Drivers face tough new laws over cellphone use in vehicles

World problem: Mobile phone use while driving. PHOTO @IFC_org

London, UK | Xinhua | Drivers in Britain are to face fines and a risk to their driving licenses under stricter controls over the use of cellphones in their vehicles, the British Department for Transport (DfT) announced Friday.

While it is already illegal in Britain to text or make a phone call using a hand-held device while driving, the new laws, which will come into operation in 2022, will go further to ban drivers from using cellphones to take photos or videos, scroll through playlists or play games.
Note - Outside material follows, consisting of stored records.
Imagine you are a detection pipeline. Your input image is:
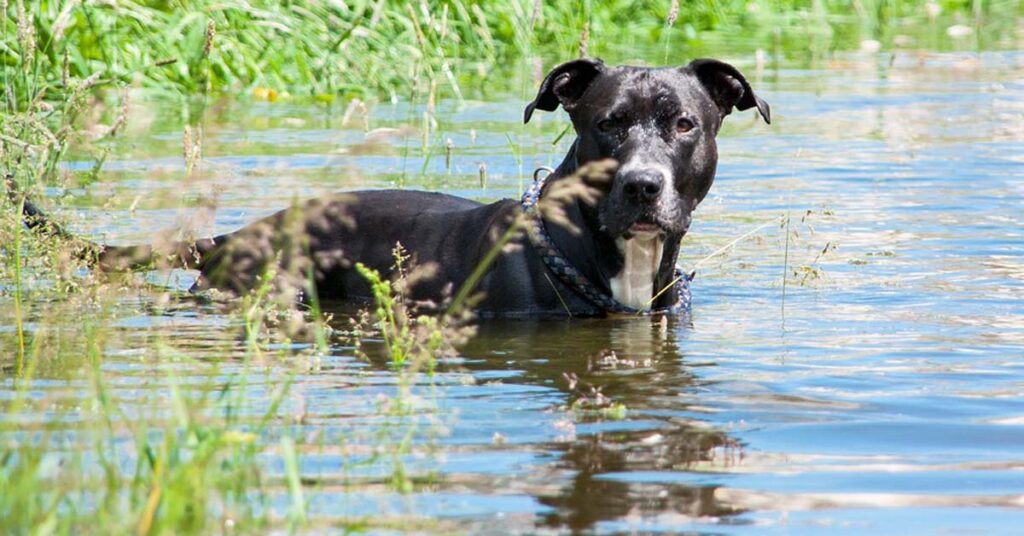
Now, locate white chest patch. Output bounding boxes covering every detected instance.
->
[611,233,663,308]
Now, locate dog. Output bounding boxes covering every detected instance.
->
[14,58,771,317]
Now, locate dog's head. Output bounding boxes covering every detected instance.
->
[524,59,771,238]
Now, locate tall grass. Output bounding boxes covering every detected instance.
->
[0,0,1021,534]
[6,0,1021,100]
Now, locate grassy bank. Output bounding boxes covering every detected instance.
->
[0,0,1021,101]
[0,0,1021,534]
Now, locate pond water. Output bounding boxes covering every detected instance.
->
[4,52,1024,534]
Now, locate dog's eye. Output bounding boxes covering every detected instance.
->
[676,117,694,134]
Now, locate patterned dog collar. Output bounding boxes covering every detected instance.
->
[522,167,691,315]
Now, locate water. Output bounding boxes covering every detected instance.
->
[8,52,1024,534]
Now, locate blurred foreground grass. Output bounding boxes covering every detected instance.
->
[0,0,1021,534]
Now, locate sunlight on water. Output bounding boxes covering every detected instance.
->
[14,52,1024,534]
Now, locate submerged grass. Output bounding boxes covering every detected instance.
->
[0,0,1021,534]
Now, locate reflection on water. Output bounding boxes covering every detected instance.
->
[6,52,1024,534]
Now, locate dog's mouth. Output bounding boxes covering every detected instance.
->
[625,215,666,240]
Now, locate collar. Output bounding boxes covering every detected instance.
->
[522,167,692,315]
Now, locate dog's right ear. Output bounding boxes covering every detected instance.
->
[522,58,605,123]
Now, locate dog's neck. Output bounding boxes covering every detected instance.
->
[542,143,682,308]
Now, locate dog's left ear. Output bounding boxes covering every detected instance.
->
[685,59,771,124]
[522,58,604,123]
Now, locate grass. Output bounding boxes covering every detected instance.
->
[0,0,1021,534]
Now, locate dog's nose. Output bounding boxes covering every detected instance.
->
[623,171,665,203]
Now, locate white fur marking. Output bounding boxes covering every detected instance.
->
[610,233,663,308]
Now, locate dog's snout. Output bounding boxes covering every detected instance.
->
[623,170,665,203]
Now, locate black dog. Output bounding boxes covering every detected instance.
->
[16,59,770,316]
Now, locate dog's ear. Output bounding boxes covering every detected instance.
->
[522,58,605,123]
[685,59,771,123]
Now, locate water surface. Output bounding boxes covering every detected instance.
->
[4,52,1024,534]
It will also outlaw the use of hand-held devices when vehicles are stopped at traffic lights or held up in a queue on a gridlocked motorway.

Offenders will face a 200-pound (269-U.S. dollar) fixed penalty notice and have 6 points on their driving license, risking a ban under a points totting-up system.

The tougher rules follow a public consultation that found 81 percent of respondents supported proposals to strengthen the law and make it easier for culprits to be prosecuted.

A study published Friday by the DfT revealed younger motorists are more likely to have used a handheld device while driving.

A poll conducted for the DfT by Ipsos MORI found around two thirds of 16-24 year olds used their cellphones in hand while stationary in traffic or at traffic lights, and about six in ten used their phones while moving in traffic.

Transport Secretary Grant Shapps said: “Too many deaths and injuries occur while mobile phones are being held. By making it easier to prosecute people illegally using their phone at the wheel, we are ensuring the law is brought into the 21st century.”